Dominic Cronin's weblog
Using powershell to do useful things with XML lists from Tridion
For a while now I've been trying to persuade anyone that would listen that Windows Powershell is great for interacting with the Tridion object model (TOM). What I mean by this is that you can easily use the powershell to instantiate and use COM objects, and more specifically, TOM objects. In this post, I'm going to take it a bit further, and show how you can use the powershell's XML processing facilities to easily process the lists that are available from the TOM as XML Documents. The example I'm going to use is a script to forcibly finish all the workflow process instances in a Tridion CMS. (This is quite useful if you are doing workflow development, as you can't upload a new version of a workflow while there are process instances that still need to be finished.)

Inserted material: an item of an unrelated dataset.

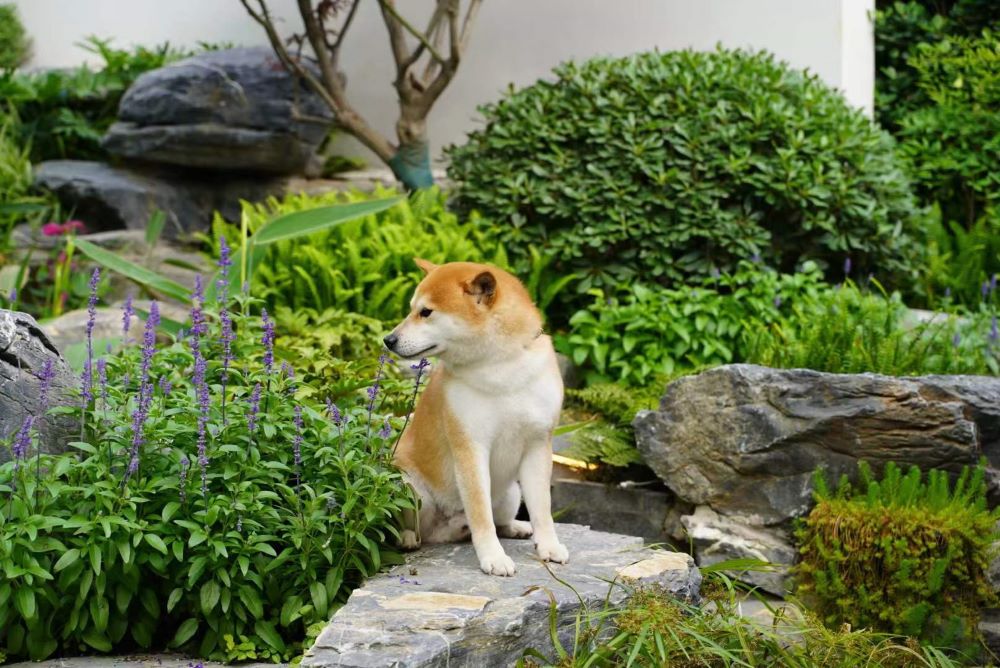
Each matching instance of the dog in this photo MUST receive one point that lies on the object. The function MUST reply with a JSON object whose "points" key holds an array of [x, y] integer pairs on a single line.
{"points": [[480, 436]]}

Although useful, the example itself isn't so important. I'm simply using it to demonstrate how to process lists. Tridion offers several API calls that will return a list, and in general, the XML looks very similar. I'm going to aim to finish all my process instances as a "one-liner", although I'm immediately going to cheat by setting up the necessary utility objects as shell variables:
> $tdse = new-object -com TDS.TDSE > $wfe = $tdse.GetWFE()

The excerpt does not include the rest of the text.